- Born: 25 December 1910 (age 115) Budapest, Austro-Hungarian Empire
- Occupation: Editor
- Years active: 1933–1939 (film)

= József Szilas =

Hungarian film editor

József Szilas (born 1910) was a Hungarian film editor. He was active as an editor during the 1930s, working on films from a range of genres but particularly comedies. However, of Jewish heritage, the new anti-Jewish Laws prevented him from working in the cinema.

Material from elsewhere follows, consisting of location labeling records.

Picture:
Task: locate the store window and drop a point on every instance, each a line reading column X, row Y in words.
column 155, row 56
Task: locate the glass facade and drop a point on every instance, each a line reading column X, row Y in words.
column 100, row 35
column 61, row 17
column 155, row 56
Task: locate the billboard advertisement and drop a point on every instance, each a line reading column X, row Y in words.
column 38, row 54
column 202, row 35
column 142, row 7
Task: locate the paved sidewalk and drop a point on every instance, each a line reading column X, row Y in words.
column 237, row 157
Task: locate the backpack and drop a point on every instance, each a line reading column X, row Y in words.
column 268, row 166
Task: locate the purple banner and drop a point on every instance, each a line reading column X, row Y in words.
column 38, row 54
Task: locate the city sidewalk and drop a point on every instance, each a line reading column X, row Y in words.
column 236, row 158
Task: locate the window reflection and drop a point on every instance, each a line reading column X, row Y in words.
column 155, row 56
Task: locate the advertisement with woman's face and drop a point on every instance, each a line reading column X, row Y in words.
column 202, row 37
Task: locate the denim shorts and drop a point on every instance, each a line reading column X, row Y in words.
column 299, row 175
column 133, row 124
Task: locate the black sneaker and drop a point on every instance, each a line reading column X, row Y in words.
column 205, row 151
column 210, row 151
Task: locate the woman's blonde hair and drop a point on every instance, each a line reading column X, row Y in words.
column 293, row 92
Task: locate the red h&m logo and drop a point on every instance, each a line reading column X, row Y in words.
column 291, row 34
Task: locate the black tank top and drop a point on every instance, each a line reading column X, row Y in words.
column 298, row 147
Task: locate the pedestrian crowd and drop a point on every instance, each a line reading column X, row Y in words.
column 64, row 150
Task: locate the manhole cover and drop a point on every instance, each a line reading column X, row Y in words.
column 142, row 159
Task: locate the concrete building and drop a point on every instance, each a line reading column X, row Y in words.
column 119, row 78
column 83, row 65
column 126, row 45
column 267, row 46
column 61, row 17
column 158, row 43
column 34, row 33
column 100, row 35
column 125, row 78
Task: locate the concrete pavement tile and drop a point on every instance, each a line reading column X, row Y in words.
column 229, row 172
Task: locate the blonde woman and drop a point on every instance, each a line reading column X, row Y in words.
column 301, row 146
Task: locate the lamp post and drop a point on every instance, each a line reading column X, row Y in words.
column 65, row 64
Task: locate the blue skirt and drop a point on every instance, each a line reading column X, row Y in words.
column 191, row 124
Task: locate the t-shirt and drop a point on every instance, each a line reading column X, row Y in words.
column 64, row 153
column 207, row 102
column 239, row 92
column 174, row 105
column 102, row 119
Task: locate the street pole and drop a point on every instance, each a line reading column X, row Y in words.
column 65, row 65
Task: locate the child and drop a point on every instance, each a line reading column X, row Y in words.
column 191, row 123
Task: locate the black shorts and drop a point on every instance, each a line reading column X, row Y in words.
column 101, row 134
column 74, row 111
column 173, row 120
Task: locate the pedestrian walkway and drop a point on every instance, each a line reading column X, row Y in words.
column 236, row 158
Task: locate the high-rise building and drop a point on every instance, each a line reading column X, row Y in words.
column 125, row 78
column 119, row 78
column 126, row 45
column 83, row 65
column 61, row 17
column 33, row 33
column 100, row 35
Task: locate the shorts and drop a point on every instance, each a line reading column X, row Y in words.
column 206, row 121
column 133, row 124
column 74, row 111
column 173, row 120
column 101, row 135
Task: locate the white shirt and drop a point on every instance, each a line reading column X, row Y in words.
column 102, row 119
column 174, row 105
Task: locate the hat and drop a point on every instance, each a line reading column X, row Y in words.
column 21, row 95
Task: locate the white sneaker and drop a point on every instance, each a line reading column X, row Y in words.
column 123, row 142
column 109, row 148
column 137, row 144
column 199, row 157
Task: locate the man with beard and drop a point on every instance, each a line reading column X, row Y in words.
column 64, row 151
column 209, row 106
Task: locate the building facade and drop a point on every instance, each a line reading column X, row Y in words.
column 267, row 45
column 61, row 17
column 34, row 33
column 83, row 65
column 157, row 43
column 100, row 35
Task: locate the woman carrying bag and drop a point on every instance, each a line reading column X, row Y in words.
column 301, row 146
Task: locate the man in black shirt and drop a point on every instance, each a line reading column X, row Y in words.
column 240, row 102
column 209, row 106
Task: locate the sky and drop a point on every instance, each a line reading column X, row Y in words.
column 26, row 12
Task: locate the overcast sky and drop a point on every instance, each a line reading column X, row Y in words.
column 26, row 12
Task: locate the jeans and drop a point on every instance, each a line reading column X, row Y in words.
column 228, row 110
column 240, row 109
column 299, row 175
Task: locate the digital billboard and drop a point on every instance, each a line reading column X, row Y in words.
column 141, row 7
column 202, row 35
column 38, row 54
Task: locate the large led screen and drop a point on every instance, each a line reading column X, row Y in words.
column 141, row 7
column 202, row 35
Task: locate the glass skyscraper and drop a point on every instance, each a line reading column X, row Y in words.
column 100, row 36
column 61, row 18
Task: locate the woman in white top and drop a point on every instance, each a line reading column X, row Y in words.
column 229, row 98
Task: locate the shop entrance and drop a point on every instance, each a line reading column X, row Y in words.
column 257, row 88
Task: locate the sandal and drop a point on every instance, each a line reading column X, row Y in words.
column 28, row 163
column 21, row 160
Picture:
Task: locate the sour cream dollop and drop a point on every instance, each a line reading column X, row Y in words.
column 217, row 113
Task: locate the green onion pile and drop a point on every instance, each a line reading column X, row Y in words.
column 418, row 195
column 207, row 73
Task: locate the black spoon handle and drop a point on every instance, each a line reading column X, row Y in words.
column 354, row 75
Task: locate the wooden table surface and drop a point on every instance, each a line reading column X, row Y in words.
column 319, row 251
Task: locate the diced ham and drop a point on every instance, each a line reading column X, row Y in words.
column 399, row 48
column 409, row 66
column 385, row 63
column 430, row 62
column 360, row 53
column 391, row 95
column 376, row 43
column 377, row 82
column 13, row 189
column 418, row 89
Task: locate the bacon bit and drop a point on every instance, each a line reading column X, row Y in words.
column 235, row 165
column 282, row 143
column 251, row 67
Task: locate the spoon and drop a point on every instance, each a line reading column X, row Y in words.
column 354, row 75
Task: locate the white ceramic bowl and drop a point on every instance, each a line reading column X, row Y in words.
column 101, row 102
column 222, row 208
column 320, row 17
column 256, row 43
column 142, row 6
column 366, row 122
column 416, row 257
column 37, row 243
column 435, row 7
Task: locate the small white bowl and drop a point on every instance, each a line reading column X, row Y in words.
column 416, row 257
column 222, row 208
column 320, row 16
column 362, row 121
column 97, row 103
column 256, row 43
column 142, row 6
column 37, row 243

His date of death is unknown, but he likely died while working as a forced labourer during the Holocaust.

==Selected filmography==
- The Rakoczi March (1933)
- Emmy (1934)
- Romance of Ida (1934)
- Purple Lilacs (1934)
- Address Unknown (1935)
- Villa for Sale (1935)
- It Was Me (1936)
- Be True Until Death (1936)
- Sensation (1936)
- The Golden Man (1936)
- A Girl Sets Out (1936)
- Help, I'm an Heiress (1937)
- Tokay Rhapsody (1937)
- My Daughter Is Different (1937)
- I May See Her Once a Week (1937)
- Number 111 (1938)
- Süt a nap (1939)

==Bibliography==
- Hagener, Malte & Hans, Jan. Als die Filme singen lernten: Innovation und Tradition im Musikfilm, 1928-1938. 1999.